マールがフリードの近づき話しかけると、フリードは笑顔になりマールと手を繋いで食卓に向かう。


食事中わかったことなんだけど、どうやらミスティがマールから距離を取られていたのは本当だったようだ。

ミスティがアルージェを取る悪い人だと思っていたらしい。


だけど、誤解を解くとマールはミスティにもしっかり甘えていた。


ミスティは初めは戸惑っていたが、マールの可愛さにメロメロになっていた。

マールは生粋の人たらしのようだ。


ミスティは悪い人だと思っていたが、エマのことはそんな風には思っていなかったようだ。

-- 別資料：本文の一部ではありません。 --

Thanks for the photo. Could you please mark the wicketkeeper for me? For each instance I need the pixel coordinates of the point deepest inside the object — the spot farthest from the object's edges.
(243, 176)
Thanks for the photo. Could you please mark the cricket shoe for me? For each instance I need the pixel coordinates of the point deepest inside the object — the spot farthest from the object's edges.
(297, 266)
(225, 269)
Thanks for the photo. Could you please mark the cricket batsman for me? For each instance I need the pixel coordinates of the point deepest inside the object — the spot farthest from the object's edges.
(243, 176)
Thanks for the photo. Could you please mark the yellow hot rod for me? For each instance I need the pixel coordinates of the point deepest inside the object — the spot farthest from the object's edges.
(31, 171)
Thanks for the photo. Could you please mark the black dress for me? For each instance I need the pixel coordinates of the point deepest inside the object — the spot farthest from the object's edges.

どちらかといえば大人しいように見えるので、あまり悪い人には見えなかったんだろう。


食事も終わり楽しく話していたが、そろそろ眠くなってきた。


「ふぁぁぁ」

アルージェは大きく欠伸をする。


ミスティがアルージェの欠伸に気付く。

「アルージェ、もう眠いのか?」


「そうですね。ちょっと川で遊んだので、体力持っていかれたのかもしれません」


「そういえばそうだったな。お義母様、アルージェがそろそろ眠いみたいです」


「あら!そうね。いつの間に時間も経ってるし、今日はそろそろお開きにしましょうか」

サーシャは立ち上がり食器を片付け始める。


「流石にこの人数家で寝るのは難しそうだな。どうしたものか」

フリードが顎に手を置き考え始める。


「あっ、それなら大丈夫だよ。家の裏を少し借りてもいい?」


「あぁ、別に構わんがどうするんだ?」


アルージェは家の裏に移動する。

魔力を練り始めて、土と水を操作して簡易的な家を作る。


「おぉ、こりゃすげぇな。本当にアルは魔法が使えるのか」

フリードは出来た家を見て感心する。


「僕達はこっちで寝袋とか使って寝るから、部屋は心配しないで大丈夫だよ」


「確かにこれだけ頑丈なら雨が降らない限りは安心だな」


「んじゃ、ほんと限界だから寝るね。おやすみ」

アルージェが土製の家に入っていく。

ルーネ、ミスティ、エマ、マイア、秘密結社らびっといあーがゾロゾロと家に入っても余裕な程の大きさだ。


アルージェは寝袋に包まって、睡魔に体をあずける。